The medical community has become increasingly vocal about its concern over the future of vaccine policy in America under Kennedy, a vaccine skeptic. The system has taken decades to build and is tied deeply to evidence-based science, they said.
In June, Kennedy fired all 17 members of an independent panel that makes vaccine recommendations and replaced them with people who lack related experience in microbiology, epidemiology or immunology. That panel, the Advisory Committee on Immunization Practices (ACIP), has since taken some actions that doctors say are politicized, including announcing plans to revisit the childhood vaccine schedule.
The new ACIP members did not vote on COVID-19 vaccines for pregnant people and children during their June meeting — a move that some doctors say has created additional confusion given Kennedy’s directive in May.
Dr. Angela Branche, an infectious disease expert at the University of Rochester Medicine, commented on the potential real-world consequences of ACIP’s lack of COVID-19 votes during a press briefing last month, noting that pharmacies and doctors’ offices may not stock the vaccines or insurance companies may not cover them.
“We are basically operating blind for the coming season as to what to do as clinicians for these two vulnerable populations,” Branche said.
Dorit Rubenstein Reiss, a professor of law at the University of California College of Law, San Francisco, who studies vaccine law and policies, said she is still reviewing the lawsuit.

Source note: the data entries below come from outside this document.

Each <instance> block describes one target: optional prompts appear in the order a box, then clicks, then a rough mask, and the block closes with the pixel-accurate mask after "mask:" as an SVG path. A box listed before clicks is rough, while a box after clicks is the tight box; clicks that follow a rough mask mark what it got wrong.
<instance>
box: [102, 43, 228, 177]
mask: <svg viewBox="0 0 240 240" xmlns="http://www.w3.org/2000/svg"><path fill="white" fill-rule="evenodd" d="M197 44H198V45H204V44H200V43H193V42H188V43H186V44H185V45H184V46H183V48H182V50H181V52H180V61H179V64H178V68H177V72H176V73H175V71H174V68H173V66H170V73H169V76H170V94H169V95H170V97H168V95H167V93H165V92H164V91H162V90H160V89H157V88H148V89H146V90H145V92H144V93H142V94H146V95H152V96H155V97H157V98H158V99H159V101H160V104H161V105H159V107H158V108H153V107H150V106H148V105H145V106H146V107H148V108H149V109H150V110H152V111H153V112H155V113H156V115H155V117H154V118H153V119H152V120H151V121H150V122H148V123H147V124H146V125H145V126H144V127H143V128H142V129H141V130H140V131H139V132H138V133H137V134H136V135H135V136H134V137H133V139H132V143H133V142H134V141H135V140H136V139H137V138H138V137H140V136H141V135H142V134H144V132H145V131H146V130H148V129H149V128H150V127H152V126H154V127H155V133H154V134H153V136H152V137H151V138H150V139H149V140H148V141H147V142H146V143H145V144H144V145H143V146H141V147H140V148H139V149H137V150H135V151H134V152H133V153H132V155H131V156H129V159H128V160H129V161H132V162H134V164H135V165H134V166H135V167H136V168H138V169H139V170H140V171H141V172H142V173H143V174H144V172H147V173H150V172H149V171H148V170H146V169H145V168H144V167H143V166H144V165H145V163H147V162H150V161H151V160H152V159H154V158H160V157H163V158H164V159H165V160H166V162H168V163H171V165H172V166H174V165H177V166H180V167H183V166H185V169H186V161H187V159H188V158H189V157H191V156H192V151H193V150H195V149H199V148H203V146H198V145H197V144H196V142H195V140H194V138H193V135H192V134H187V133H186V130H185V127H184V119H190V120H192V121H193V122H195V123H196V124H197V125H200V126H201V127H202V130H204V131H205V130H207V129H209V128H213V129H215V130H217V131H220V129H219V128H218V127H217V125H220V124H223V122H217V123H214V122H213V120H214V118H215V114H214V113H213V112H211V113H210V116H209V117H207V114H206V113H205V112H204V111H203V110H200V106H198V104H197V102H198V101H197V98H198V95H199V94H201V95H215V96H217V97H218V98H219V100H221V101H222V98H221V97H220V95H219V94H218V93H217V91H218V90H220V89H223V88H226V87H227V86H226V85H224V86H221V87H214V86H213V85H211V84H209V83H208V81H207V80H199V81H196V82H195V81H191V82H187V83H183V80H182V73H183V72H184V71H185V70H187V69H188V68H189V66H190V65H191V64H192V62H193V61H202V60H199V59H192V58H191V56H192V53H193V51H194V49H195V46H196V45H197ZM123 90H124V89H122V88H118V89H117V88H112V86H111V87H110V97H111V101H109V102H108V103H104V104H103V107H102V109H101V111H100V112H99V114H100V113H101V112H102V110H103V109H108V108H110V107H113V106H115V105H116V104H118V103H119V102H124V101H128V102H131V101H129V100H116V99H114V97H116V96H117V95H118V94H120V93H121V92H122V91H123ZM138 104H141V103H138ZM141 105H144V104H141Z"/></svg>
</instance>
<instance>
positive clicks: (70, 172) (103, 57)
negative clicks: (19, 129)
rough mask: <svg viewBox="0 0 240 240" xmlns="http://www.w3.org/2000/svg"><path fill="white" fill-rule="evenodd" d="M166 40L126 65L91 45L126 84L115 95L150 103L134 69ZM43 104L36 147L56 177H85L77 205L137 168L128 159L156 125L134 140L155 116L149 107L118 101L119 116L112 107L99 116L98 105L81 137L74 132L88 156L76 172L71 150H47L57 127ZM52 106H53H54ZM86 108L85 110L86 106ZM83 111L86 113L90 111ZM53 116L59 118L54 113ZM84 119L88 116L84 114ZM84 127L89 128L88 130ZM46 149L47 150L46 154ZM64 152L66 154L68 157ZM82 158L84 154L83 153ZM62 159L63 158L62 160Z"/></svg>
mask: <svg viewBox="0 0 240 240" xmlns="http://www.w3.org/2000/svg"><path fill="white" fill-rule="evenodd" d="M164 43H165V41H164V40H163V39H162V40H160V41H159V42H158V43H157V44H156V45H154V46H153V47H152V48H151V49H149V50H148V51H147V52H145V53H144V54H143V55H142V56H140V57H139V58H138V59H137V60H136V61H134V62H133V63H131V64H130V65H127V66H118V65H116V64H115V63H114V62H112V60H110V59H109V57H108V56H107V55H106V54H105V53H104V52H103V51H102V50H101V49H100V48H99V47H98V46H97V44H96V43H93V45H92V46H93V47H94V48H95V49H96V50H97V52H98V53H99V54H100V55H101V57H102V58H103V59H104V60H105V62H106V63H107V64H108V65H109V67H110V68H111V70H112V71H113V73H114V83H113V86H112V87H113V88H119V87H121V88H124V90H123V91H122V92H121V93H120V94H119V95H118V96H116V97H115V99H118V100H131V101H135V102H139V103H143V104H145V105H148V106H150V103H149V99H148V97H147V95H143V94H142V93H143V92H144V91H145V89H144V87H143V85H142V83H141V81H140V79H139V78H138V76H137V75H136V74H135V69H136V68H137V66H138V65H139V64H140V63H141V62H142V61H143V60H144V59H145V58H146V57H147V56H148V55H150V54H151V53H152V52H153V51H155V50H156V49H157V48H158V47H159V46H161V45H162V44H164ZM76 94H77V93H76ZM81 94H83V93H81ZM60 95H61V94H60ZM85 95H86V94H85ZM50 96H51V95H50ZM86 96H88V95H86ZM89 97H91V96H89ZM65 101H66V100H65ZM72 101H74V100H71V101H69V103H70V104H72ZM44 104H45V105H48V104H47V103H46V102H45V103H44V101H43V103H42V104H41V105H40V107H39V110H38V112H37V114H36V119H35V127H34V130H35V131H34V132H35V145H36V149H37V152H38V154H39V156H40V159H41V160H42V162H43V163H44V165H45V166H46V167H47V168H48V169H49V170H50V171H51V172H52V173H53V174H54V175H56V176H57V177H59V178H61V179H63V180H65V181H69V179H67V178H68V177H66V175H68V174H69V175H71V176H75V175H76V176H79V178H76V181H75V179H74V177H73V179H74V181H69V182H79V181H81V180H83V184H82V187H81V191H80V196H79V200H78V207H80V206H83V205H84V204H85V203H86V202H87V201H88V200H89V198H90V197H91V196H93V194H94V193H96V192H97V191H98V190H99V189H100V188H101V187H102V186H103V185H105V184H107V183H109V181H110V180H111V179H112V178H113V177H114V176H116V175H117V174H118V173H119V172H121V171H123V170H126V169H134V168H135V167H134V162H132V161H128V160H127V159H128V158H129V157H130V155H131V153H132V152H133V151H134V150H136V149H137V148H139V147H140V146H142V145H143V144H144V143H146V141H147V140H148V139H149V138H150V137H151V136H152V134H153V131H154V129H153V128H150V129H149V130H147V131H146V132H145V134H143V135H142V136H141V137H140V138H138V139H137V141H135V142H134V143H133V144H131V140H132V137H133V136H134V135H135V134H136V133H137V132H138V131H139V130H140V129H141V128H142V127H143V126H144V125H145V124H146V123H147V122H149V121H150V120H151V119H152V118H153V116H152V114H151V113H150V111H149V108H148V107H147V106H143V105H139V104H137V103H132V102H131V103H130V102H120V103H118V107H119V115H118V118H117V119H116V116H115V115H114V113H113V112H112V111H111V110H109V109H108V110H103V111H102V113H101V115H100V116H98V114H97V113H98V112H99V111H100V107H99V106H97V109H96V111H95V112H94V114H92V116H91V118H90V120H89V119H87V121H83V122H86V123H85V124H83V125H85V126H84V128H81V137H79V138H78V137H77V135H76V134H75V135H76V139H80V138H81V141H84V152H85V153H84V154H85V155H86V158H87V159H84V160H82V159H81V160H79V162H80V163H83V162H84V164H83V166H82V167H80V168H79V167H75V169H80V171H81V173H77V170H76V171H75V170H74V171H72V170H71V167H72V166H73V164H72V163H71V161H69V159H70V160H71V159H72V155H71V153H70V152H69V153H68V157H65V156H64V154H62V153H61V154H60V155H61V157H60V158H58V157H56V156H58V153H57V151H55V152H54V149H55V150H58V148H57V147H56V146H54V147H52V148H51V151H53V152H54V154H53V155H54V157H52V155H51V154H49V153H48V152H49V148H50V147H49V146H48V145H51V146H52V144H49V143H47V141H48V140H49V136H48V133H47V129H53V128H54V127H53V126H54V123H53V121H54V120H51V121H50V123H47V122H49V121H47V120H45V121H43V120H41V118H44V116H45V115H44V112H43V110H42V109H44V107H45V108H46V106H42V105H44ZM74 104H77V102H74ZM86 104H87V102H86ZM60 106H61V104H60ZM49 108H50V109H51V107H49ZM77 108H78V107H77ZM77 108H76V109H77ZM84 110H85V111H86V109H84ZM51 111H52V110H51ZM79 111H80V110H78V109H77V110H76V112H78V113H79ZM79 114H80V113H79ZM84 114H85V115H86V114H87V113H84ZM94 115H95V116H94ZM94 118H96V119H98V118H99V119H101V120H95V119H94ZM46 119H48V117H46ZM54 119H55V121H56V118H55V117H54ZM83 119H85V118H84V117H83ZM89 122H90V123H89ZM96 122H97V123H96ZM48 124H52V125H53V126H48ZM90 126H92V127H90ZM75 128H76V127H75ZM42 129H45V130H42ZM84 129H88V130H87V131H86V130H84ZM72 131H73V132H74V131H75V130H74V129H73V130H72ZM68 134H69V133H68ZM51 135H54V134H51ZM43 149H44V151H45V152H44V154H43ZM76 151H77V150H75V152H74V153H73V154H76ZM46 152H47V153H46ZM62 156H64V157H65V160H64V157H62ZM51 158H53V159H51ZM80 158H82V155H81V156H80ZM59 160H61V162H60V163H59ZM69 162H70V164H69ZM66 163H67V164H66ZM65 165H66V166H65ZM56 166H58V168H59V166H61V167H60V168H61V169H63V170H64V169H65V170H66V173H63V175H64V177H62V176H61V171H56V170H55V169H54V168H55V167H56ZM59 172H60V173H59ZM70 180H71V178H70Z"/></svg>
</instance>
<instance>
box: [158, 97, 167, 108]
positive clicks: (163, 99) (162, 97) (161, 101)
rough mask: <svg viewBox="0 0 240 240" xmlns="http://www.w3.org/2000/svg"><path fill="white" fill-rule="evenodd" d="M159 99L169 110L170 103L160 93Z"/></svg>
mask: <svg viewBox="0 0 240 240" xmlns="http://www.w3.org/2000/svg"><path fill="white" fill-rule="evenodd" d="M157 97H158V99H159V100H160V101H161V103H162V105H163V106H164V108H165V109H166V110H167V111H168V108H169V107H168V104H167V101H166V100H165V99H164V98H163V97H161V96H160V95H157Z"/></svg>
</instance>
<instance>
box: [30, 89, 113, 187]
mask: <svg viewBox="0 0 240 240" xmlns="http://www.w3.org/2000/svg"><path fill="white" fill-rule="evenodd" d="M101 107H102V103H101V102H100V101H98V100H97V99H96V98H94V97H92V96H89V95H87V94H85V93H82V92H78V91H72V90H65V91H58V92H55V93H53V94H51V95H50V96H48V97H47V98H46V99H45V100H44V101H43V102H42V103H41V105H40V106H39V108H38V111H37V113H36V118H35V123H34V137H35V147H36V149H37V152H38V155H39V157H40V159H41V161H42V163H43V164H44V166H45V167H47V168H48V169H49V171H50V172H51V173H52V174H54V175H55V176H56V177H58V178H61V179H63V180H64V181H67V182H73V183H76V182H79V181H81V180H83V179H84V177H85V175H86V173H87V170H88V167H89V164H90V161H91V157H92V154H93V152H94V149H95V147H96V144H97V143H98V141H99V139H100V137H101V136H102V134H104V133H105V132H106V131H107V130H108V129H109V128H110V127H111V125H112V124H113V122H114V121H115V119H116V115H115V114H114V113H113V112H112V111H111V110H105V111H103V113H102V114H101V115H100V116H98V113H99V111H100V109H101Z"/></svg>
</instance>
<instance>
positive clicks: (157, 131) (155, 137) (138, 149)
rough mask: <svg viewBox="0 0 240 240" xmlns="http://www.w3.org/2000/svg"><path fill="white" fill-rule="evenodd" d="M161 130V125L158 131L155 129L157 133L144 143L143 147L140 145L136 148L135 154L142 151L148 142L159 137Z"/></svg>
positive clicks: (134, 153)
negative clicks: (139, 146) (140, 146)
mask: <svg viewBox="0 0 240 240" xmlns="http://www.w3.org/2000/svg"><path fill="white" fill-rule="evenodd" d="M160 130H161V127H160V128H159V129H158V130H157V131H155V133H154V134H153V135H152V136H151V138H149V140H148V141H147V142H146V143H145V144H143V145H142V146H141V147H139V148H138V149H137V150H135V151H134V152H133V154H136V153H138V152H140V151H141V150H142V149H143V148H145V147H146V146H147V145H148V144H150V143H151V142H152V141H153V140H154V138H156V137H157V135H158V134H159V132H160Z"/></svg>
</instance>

But she said it’s not surprising that a pregnant person would be worried about the availability of COVID vaccines, especially since many access them at pharmacies.
“Pharmacies right now aren’t sure of their liability,” she said.

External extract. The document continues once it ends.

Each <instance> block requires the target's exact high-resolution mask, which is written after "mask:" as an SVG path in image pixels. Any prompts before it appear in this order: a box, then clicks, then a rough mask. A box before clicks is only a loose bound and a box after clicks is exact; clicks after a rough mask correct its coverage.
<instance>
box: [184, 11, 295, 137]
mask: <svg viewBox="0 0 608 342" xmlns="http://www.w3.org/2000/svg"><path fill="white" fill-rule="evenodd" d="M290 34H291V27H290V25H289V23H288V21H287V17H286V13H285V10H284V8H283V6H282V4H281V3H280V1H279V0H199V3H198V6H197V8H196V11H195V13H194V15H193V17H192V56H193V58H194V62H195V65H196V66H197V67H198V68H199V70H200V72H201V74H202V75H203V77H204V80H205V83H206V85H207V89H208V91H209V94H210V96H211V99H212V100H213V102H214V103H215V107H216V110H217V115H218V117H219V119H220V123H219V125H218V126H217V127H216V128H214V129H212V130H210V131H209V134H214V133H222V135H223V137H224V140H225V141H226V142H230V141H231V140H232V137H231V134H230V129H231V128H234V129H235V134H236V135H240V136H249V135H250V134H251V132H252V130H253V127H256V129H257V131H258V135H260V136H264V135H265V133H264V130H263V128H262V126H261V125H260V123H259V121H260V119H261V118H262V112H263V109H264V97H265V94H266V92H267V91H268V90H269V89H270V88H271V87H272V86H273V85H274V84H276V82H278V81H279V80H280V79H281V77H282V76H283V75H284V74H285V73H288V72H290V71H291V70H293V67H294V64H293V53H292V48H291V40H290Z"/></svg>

Kressly with AAP said her organization is hearing from pediatricians all over the country that Kennedy’s directive on COVID-19 vaccines has had a ripple effect, where parents are having “significant concerns about every single vaccine” on the childhood immunization schedule. This comes amid growing cases of measles around the country that have just hit a 30-year high.

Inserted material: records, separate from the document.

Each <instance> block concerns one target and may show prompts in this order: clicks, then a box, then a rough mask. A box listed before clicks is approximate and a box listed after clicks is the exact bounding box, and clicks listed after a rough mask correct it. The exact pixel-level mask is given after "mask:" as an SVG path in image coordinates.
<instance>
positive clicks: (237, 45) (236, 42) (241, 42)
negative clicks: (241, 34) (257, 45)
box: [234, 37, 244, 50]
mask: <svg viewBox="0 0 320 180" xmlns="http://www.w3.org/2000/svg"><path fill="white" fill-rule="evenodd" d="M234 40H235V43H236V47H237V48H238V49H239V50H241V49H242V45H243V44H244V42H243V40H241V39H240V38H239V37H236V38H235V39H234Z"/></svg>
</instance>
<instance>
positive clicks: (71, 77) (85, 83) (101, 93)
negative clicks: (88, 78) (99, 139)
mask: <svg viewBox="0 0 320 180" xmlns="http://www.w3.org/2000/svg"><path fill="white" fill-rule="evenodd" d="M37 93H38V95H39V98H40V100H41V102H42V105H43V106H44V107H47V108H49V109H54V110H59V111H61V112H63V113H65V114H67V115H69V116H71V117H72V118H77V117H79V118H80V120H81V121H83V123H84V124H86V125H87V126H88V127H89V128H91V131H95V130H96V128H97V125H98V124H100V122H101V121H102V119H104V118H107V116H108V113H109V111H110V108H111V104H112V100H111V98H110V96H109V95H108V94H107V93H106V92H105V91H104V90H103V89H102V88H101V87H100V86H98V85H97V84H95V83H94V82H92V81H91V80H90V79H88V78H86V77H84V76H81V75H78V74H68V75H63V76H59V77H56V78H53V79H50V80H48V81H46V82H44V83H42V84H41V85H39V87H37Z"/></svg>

Kressly said parents are also concerned that Kennedy’s actions are among the first toward removing additional recommended vaccines for adults and children.
“This is causing uncertainty and anxiety at almost every pediatric visit that involves vaccines, and we vaccinate at well visits as well as any opportunity that the child is in the office. So this has significant impacts, especially as children head back to school and we immunize them over the summer season in preparation for that,” she added.
For now, AAP has been highlighting its plans to continue publishing a separate set of vaccine recommendations. Kressly has suggested that parents talk with their family physicians and pediatricians about vaccines.
Reiss said families should be thinking a lot more about the potential shifting landscape of vaccine availability. That means they should know how their public or private insurance covers vaccines, since such coverage is dictated by ACIP actions.
“In other words, there’s at least a chance that insurance coverage of vaccines will be severely undermined within the near future, as the new committee starts chopping at the existing vaccine recommendations,” she said.